When I read this, I was startled to realize that even some of the things I think of as wheat are really weeds.

What kind of things? Righteous indignation that goes on too long, feeding on itself, delighting in itself. Vigilance that turns into paranoia and unseemly scrutiny of friends. An important political argument that takes so much time and energy that I have nothing left for my family. Whistling in the dark that finally stops hoping for comfort and starts revelling in the darkness.

This is what I mean by “wheat and weeds together.” We all have a heart full of weeds, constantly threatening to overwhelm the wheat. All of us, even those who are fighting the good fight.

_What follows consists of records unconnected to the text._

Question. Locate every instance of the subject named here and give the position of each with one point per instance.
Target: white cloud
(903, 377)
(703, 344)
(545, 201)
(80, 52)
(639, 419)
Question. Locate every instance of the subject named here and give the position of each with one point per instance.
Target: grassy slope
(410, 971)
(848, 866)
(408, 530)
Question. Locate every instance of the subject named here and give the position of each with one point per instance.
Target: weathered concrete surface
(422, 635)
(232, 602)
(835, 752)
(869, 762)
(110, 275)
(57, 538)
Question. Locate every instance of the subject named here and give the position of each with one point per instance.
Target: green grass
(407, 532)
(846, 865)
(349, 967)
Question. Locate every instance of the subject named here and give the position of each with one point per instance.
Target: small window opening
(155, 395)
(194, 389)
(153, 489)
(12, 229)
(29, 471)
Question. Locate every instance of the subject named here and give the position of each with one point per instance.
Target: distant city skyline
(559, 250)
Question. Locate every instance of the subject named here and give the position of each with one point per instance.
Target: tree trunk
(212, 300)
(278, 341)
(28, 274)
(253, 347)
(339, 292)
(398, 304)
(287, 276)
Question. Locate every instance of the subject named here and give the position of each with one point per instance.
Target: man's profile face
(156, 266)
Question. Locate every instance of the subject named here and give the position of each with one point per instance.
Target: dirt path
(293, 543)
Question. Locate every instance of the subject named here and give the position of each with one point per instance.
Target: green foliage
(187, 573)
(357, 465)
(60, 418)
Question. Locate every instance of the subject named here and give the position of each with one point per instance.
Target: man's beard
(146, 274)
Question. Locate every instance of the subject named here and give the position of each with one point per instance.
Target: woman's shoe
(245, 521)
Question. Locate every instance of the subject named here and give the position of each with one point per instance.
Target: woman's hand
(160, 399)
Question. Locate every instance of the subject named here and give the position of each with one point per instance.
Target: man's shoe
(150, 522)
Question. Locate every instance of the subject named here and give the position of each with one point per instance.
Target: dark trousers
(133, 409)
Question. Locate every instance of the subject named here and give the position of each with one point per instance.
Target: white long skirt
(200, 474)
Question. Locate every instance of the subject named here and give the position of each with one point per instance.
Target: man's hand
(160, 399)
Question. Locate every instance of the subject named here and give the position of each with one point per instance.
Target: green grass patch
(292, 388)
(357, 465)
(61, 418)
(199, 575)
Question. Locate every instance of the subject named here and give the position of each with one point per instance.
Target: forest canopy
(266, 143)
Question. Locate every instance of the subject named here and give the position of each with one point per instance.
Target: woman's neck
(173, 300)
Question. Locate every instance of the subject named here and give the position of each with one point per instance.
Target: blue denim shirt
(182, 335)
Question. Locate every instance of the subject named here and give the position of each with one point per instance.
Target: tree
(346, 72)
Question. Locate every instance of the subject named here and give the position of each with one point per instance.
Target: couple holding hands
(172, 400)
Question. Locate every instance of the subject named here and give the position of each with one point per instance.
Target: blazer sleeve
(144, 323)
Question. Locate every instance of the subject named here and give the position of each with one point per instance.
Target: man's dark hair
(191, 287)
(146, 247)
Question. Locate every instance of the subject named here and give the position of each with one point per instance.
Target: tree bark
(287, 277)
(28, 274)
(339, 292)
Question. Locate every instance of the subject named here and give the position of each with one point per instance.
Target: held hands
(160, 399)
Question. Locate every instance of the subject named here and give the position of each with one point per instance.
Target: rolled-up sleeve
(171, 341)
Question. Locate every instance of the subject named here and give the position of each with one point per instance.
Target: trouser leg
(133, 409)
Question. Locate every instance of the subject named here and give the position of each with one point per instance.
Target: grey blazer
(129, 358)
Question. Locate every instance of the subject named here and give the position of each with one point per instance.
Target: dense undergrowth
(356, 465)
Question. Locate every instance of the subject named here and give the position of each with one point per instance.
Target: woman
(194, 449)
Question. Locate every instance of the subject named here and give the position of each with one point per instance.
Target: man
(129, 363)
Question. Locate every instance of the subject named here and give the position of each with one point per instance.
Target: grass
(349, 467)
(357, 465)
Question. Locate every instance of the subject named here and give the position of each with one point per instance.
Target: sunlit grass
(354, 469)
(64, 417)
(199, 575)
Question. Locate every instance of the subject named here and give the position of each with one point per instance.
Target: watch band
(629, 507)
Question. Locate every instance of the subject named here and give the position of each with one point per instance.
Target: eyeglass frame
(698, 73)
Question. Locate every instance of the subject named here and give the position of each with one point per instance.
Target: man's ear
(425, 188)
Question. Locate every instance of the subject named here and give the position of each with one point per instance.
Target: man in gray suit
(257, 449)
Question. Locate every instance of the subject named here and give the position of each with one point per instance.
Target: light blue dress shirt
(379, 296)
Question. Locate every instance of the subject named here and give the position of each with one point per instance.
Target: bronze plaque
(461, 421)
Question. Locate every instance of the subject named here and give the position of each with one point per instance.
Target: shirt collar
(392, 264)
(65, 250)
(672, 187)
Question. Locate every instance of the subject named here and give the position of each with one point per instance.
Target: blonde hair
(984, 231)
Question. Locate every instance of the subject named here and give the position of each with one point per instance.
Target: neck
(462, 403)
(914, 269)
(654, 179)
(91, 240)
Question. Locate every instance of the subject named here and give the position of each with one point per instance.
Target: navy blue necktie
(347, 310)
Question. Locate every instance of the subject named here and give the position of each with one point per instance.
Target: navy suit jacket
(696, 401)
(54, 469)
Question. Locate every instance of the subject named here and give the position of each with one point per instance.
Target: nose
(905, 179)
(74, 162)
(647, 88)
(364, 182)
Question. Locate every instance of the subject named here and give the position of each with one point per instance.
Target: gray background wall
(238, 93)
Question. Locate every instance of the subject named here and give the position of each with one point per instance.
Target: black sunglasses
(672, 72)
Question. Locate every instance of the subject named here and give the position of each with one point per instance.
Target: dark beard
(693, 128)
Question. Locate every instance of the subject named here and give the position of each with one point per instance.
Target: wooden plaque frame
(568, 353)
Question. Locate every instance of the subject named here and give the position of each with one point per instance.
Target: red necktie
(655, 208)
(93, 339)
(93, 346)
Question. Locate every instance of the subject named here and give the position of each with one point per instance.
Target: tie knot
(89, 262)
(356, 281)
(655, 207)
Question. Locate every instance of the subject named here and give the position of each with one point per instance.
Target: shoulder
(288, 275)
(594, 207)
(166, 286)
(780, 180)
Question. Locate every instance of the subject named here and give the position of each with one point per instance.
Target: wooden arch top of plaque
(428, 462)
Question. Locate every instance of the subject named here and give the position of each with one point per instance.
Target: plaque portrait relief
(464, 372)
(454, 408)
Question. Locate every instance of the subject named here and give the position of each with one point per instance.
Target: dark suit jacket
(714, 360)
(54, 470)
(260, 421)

So, what to do? We do something different, at least some of the time. “See, I will do something new.” After a full day of rage and sorrow and horror as I watched young men march down a street in my homeland, calling for the ovens for Jews like me, I then watched a video posted by a friend.

It’s short, and doesn’t mean much. It’s just a newborn baby having her hair washed for the first time. Watch it, and see if it doesn’t answer those young men in some small way, better than doxxing, better than screaming back, better than hotly defending my family’s right to exist.

Maybe it will be something else for you. But we all have something that we can turn to that refreshes us, reminds us what the world is made of, puts our hearts back in balance. When we find something like this, we should share it, at least as often as we share anger (righteous and otherwise), bitterness (understandable and otherwise), criticism (fair and otherwise).

As long as we are still alive, our hearts are not all weed. I know I can’t befriend a KKK member and persuade him to leave. I know I can’t calmly approach a neo-Nazi and gently help him to see the humanity of the people he hates. I just don’t have it in me. The weeds of rage, indignation, and the desire for revenge are too thick in my heart.

But I do have the capacity to see that there is more to life than the ugliness on display in the news right now. And that is something I can share. I can do something new.